Here's my 2 cents. I don't think it would be wise to hard code the names of the special names. I would add an order to your array that would cause the sort to override it's default ordering. So, then you wouldn't need the two properties first and second. If you are not able to modify the original array, then perhaps one of the other answers is more appropriate.

let object = {
    names: [
        { name: 'Dee Jay' },
        { name: 'Zangief', order: 1 },
        { name: 'Dhalsim' },
        { name: 'Chun-Li' },
        { name: 'Blanka' },
        { name: 'Cammy', order: 2 }
    ]
}

object.names.sort((a, b) => {
    return (a.order || Number.MAX_SAFE_INTEGER) - (b.order || Number.MAX_SAFE_INTEGER) 
           || a.name.localeCompare(b.name);

});

object.names.forEach(entry => console.log(entry.name));

Another possibility, even though I don't really like it would be to pre-process the array before the new sort. Something like this:

object.names.find( entry => entry.name === 'Zangief' ).order = 1;
object.names.find( entry => entry.name === 'Cammy' ).order = 2;
object.names.sort( /* new sort */ );

with the appropriate error checking added.

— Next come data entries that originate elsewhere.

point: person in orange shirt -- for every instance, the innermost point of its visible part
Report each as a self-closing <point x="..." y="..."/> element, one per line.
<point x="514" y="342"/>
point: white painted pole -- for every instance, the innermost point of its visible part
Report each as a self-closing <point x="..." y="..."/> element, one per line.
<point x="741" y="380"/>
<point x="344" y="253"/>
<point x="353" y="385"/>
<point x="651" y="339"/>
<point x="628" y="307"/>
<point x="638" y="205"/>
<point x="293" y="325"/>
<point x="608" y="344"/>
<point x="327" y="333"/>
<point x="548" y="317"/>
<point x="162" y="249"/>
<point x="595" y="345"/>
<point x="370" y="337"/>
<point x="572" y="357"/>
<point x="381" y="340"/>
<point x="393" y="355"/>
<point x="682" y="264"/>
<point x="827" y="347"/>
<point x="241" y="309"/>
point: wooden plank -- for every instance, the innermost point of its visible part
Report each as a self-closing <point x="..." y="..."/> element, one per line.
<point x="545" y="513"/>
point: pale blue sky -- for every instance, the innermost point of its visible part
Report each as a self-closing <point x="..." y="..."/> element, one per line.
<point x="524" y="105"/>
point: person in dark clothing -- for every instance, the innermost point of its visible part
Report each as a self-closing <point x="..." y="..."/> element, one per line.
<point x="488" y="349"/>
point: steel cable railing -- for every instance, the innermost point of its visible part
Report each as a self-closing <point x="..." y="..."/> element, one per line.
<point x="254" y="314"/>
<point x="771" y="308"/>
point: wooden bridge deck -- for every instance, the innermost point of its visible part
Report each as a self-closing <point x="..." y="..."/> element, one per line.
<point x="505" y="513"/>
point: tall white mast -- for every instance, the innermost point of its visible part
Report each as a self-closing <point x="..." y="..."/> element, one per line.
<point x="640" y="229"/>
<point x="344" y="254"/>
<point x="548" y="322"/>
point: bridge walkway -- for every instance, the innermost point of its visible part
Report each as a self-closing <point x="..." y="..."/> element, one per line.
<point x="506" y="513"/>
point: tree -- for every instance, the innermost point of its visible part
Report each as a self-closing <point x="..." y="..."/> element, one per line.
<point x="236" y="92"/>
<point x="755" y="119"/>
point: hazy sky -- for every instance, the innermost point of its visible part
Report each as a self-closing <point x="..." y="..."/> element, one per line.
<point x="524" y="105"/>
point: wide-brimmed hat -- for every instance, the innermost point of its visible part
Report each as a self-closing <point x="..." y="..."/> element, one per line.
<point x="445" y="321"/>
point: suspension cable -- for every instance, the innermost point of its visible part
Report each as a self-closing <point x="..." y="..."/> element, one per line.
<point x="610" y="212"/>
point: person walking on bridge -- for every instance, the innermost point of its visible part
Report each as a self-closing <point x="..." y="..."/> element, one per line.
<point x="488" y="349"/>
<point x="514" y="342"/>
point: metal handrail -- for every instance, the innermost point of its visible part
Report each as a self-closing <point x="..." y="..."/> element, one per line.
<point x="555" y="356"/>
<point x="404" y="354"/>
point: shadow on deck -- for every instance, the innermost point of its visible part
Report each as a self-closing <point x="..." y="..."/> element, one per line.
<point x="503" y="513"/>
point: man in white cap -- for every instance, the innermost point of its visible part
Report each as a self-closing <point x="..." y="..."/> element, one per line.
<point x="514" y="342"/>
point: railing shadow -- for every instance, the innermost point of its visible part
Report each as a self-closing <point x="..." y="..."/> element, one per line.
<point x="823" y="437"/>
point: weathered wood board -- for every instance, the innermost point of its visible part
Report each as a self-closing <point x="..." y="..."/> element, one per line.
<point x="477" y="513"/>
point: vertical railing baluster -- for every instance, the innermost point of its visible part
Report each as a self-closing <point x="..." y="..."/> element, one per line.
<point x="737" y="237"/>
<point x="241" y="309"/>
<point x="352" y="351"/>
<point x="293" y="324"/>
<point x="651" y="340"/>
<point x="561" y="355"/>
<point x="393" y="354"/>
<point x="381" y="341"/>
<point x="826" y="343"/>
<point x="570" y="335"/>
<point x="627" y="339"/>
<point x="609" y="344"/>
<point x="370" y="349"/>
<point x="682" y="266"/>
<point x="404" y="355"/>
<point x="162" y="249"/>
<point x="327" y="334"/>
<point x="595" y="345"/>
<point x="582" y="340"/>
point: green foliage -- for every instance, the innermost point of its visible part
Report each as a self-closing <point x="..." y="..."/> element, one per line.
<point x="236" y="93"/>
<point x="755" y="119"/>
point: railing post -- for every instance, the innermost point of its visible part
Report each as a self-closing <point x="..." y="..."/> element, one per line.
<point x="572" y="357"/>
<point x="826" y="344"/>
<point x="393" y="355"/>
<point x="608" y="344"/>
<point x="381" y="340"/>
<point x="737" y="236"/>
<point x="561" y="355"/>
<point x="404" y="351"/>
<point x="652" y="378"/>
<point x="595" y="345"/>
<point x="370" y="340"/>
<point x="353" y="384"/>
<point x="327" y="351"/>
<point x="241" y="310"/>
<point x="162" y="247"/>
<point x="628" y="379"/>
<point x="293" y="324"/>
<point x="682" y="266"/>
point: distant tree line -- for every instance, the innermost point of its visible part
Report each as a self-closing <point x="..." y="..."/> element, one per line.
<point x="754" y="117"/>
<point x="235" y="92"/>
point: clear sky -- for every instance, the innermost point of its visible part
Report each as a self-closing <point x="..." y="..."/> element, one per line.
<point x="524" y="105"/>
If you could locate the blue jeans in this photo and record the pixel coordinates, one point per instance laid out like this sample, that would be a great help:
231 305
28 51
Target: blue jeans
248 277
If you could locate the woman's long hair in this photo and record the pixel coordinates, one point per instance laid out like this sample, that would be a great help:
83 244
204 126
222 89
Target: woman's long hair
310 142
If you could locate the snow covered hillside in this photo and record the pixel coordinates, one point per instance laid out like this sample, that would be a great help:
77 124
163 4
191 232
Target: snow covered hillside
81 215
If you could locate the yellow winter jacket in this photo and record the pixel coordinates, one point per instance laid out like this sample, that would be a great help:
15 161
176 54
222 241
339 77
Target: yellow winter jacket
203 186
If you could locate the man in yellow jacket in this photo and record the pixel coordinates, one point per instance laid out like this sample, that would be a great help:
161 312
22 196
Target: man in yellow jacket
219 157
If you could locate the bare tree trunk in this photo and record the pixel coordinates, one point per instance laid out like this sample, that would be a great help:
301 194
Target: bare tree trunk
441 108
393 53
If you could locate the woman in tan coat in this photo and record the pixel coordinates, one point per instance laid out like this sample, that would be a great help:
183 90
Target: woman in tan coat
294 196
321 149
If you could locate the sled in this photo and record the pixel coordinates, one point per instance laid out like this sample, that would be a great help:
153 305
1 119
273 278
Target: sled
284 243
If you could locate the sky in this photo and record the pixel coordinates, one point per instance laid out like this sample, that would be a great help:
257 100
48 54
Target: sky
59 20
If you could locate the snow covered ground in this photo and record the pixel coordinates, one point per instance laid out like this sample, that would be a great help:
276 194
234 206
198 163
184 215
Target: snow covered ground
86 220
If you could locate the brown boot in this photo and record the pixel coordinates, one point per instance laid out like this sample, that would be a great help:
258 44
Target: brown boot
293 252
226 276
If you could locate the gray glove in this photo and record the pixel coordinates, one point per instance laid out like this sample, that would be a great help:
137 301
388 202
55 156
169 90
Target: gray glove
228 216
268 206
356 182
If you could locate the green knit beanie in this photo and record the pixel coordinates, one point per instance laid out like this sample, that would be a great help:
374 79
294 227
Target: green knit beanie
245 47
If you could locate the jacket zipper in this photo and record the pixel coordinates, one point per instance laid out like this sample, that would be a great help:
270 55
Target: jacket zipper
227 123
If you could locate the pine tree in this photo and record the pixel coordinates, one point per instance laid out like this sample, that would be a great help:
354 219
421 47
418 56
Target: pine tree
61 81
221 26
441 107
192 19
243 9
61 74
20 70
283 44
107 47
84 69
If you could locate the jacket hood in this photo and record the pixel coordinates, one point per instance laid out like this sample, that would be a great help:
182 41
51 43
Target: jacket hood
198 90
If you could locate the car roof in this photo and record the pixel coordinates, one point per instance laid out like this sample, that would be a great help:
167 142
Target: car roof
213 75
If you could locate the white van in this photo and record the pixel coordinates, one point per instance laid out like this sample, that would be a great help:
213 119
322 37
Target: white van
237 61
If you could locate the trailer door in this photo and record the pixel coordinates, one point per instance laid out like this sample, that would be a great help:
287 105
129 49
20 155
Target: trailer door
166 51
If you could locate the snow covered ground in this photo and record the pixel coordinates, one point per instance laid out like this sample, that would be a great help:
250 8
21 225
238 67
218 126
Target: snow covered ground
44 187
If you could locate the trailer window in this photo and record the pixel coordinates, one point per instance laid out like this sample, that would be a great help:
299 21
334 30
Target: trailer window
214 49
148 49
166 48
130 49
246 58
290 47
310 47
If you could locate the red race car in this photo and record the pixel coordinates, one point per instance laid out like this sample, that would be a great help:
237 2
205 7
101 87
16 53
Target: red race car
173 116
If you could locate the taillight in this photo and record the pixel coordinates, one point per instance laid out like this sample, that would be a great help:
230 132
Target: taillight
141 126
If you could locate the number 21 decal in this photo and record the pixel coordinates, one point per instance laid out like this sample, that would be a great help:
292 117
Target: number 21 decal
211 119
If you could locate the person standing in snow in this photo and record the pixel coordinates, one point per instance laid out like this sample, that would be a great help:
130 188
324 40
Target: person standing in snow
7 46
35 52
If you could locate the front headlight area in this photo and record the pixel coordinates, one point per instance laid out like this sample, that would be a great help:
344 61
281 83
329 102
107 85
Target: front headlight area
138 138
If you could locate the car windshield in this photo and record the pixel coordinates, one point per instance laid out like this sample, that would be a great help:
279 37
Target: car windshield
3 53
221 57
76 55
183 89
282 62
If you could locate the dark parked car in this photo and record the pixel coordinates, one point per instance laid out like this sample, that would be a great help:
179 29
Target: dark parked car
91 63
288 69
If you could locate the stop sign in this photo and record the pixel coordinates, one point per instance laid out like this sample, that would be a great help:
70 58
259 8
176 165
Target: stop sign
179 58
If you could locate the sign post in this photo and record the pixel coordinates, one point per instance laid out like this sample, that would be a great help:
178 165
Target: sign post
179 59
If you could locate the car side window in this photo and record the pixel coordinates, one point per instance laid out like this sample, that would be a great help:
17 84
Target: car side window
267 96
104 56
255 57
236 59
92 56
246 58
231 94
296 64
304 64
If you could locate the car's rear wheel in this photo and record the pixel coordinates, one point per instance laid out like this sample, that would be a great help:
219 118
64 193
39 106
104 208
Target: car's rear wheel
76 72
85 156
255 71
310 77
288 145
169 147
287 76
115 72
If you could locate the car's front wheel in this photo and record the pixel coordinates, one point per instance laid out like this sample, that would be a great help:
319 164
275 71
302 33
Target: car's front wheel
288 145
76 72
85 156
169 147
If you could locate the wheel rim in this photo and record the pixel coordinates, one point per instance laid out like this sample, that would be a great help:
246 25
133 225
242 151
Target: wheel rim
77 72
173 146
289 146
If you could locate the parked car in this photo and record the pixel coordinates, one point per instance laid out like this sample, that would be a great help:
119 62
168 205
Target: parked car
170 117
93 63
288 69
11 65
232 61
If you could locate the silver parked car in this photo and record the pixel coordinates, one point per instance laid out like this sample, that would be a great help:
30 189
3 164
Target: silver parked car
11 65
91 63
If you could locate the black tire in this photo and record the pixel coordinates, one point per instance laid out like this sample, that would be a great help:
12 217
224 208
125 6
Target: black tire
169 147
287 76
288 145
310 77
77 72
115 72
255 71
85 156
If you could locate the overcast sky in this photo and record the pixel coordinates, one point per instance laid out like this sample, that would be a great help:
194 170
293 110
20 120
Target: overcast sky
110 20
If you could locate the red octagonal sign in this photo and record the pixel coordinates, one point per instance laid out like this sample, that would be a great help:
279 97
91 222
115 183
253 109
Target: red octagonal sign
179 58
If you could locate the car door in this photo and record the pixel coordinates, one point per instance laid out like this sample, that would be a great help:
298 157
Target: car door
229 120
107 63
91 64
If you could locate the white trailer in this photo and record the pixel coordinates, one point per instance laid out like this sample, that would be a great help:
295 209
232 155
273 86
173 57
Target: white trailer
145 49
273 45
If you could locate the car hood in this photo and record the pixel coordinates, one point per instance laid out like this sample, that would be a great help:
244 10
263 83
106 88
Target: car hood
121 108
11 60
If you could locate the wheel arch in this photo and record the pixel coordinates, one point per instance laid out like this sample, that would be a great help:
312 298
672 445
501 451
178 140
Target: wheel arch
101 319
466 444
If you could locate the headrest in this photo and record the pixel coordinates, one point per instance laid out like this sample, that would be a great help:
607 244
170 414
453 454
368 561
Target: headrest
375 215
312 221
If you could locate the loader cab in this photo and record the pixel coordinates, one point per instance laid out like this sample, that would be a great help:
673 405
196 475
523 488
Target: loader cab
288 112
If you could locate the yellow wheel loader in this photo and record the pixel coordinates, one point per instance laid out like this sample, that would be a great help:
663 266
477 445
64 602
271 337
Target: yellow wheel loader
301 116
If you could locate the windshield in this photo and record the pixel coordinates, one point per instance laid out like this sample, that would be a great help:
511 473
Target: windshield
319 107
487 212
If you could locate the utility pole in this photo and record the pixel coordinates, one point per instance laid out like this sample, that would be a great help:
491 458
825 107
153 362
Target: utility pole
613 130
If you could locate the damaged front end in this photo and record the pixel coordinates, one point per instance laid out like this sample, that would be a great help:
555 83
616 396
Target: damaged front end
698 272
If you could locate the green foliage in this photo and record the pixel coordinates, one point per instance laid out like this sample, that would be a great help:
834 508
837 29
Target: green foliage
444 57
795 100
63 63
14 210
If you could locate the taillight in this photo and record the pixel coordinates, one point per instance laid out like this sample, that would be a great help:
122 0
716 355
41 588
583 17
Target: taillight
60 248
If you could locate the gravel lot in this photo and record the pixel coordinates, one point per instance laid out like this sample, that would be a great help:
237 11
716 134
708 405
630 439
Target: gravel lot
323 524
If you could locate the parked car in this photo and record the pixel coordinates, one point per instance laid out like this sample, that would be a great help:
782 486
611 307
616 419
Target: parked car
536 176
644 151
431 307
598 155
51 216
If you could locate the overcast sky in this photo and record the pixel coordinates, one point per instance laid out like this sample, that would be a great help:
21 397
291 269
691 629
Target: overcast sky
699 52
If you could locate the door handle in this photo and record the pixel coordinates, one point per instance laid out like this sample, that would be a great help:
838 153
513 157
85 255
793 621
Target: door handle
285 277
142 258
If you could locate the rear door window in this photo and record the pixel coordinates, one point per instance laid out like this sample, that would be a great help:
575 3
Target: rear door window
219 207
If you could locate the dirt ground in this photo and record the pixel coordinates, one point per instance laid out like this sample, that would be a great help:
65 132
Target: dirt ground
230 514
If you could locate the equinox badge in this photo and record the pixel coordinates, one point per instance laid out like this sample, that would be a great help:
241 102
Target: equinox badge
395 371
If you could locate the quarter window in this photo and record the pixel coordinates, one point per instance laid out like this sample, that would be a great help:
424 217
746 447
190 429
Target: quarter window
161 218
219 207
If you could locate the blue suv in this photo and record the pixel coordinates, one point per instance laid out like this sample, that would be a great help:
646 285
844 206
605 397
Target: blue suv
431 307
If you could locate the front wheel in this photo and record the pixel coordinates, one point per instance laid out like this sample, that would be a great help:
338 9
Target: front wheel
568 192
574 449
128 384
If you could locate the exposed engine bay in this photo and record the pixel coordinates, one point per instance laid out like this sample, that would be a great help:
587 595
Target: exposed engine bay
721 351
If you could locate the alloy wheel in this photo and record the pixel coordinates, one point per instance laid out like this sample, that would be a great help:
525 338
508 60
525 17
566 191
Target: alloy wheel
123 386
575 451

Again, I don't like this but it's a possibility.

Answer 4

    let obj = {
      first: 'Zangief',
      second: 'Cammy',

      names: [
        {name: 'Dee Jay'},
        {name: 'Zangief'},
        {name: 'Dhalsim'},
        {name: 'Chun-Li'},
        {name: 'Blanka'},
        {name: 'Cammy'}
      ]
    };

    obj.names.sort((a,b) => {
      // exit early, (or trigger error if it should never happen)
      if (a.name === b.name) return 0;

      // No matter what, 'Zangief' gets moved to the front.
      if (a.name === obj.first) return -1;
      if (b.name === obj.first) return 1;

      // if no Zangief, 'Cammy' always moves forward.
      if (a.name === obj.second) return -1;
      if (b.name === obj.second) return 1;

      // otherwise, normal alphabetical sorting
      return (a.name > b.name) ? 1 : -1;
    });
    
console.log(obj.names);    

Alternatively, you can do a long "one-liner":
filter returns a new array with obj.first and obj.second removed.
sort then sorts that new array in place, according to the usual rules.
concat returns a new array appending this sorted array to [obj.first, obj.second], your "starting" array.

let obj = {
  first: 'Zangief',
  second: 'Cammy',

  names: [
    {name: 'Dee Jay'},
    {name: 'Zangief'},
    {name: 'Dhalsim'},
    {name: 'Chun-Li'},
    {name: 'Blanka'},
    {name: 'Cammy'}
  ]
};

let sorted = [{name: obj.first}, {name: obj.second}]
  .concat(obj.names.filter(item => (
    ((item.name !== obj.first) && 
     (item.name !== obj.second))
  )).sort((a, b) => (a.name > b.name)
      ? 1 
      : ((b.name > a.name) ? -1 : 0)
  ));

console.log(sorted);

// simplified data structure
const first = 'Zangief';
const second= 'Cammy';

const names = [
    'Dee Jay',
    'Zangief',
    'Dhalsim',
    'Chun-Li',
    'Blanka',
    'Cammy'
];

// filter/concat (version 2) does not alter original names array.    
let sorted = [first, second]
  .concat(names.filter(name => (
    !((name == first) || (name == second))
  )).sort());
  
console.log("new sorted array, (version 2) via filter/concat: \n", sorted);

// orig array untouched
console.log("original names array (untouched): \n", names);

// custom sort, (version 1) alters the original names array.
names.sort((a,b) => {
      // 'Zangief' gets moved to the front.
      if (a === first) return -1;
      if (b === first || b === second) return 1;

      // Othwerwise 'Cammy' moves forward.
      if (a === second) return -1;
//      if (b === second) return 1;

      // all other strings: normal alphabetical sorting
      return (a, b) => (a > b) ? 1 : ((b > a) ? -1 : 0)
    });
    
console.log("names array, altered, after (version 1) sorting", names);